Le droit d’altérer sa conscience

Si le libertin a le droit d’user de son corps sexué comme il l’entend, il a aussi le droit d’altérer sa conscience selon ses besoins. Personne n’a le droit de porter un jugement sur la substance ingérée par un individu responsable et consentant. L’usage de drogues, qu’il soit récréatif ou médicinal, ne peut être règlementé ni par les médecins, ni par les policiers et leurs généraux, les juristes. Rappelez-vous des sorcières, ces libertines !
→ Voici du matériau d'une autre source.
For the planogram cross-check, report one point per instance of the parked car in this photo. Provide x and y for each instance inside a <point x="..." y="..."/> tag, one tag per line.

Les substances, quelqu’effet qu’elles aient, sont des éléments extérieurs placés par la nature. L’humain incarné en elle a le loisir d’ingérer ces aliments pour ses besoins, dans la mesure où il peut s’en procurer. Que ce soit des aliments - qui ont leurs effets propres -, de la fumée de tabac, des narcotiques, des psychotropes ou des organes génitaux, les humains ont le droit inaliénable d’insérer dans leur corps ces matières placées par la nature et non par l’autorité politique.

L’amour peut être partagé avec autrui, il peut être aussi partagé avec des matières, comme des artefacts, des objets, des plantes, des nourritures, comme une bière qui nourrit ou du cannabis, gentiment inséré dans un space-cake. Mâcher du coca après les repas est léger mais tonifiant, et peut-être même que de fumer une pipe d’opium une ou deux fois dans sa vie n’est pas dramatique. L’extasy est plutôt innoffensive et le LSD serait le logiciel cérébral des années 2020, selon Timothy Leary. Comme en tout, les abus sont toujours nuisibles pour la santé. Mais c’est l’individu seul qui possède le jugement s’il commence à se nuire.

Les drogues concentrées (cocaïne, héroïne), fruits (ou cause?) de la prohibition, sont des outils médicinaux précis et, j’en conviens, ils se doivent d’être utilisés dans un encadrement collectif. Si quelqu’un est sur son lit de mort et qu’il agonise, personne ne possède le droit de lui refuser de prendre quoi que soit. Les joyeux psychologues sont toujours là pour encadrer les coquins libertins que nous sommes. Nous n’avons pas besoin de loi, nous avons besoin d’auto-discipline. Etre son propre médecin, voilà la thérapie libertine.